Hope this helps with your main question.

John C. Pratt

dimbroane · January 30, 2021, 7:39pm

Many thanks, John; this is the complete answer I was hoping for.

Sue · January 31, 2021, 2:39pm

Really enjoyed reading this thread and your answer @jpratt. Could you use dataflows to extract from the sql view and then filter depending upon the “age” date type so you have two tables, one from historic data and one from new and then only refresh and import the new data into the desktop?

jpratt · February 1, 2021, 1:39pm

@Sue, based on what I have read about data flows (I only have PBIRS on-prem at this time), not only are dataflows a great idea for this exact purpose, but they can actually replace the “massive SQL view” altogether. You could then create shared datasets sitting on top of the data flows that provide the data pre-filtered so that all you have to do in the Power BI report is import the shared dataset. And of course you can base the data flows on the SQL view itself and build from there if there is no way to gain access to the tables underneath the view. The architect in me is itching to get involved with this!
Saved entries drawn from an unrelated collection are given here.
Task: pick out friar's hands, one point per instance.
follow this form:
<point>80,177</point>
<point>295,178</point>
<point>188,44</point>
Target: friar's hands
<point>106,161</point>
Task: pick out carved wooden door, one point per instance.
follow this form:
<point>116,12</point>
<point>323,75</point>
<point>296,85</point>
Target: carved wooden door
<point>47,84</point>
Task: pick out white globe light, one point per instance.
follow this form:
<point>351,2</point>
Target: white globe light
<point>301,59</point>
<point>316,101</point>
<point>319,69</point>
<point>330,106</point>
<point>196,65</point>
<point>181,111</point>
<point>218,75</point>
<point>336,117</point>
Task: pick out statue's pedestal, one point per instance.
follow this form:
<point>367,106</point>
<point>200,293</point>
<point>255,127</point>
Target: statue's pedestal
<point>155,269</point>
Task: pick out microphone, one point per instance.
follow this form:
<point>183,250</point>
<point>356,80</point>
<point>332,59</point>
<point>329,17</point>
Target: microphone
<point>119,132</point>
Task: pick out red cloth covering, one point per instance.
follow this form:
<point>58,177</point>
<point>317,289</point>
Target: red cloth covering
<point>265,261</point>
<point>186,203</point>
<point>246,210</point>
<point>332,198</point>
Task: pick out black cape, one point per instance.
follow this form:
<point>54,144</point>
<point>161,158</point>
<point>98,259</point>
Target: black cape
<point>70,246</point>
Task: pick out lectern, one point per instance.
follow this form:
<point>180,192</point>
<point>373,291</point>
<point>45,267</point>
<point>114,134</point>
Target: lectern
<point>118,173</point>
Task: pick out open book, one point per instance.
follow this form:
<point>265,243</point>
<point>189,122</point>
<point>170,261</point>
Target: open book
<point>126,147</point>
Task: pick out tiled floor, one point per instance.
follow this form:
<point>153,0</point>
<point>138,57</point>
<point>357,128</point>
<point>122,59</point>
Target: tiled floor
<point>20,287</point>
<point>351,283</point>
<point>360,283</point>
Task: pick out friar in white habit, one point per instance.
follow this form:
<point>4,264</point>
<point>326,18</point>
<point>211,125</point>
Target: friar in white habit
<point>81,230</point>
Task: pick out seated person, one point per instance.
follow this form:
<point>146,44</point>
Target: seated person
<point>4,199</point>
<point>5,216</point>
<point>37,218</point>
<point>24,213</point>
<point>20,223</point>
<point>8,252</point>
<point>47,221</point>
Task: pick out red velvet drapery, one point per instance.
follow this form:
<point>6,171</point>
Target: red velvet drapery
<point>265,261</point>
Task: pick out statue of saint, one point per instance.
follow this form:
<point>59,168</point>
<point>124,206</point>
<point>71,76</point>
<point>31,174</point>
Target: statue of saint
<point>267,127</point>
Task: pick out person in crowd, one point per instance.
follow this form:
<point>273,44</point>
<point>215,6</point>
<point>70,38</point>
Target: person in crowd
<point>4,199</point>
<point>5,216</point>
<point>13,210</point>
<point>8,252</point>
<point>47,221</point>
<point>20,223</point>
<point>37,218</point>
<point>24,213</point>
Sue · February 1, 2021, 4:37pm

I use them for one of my customers who’s EPS system won’t allow us to connect to the source direct so provide data dumps weekly into a sharepoint folder. I used to have all sorts of issues with failed refreshing direct from sharepoint to pbix but transferrred to dataflows over a year ago and now stable. I also use them to pull in different tables for different reports and have the transformation logic repeated just once, a few limitations as only have pro license but generally really like them.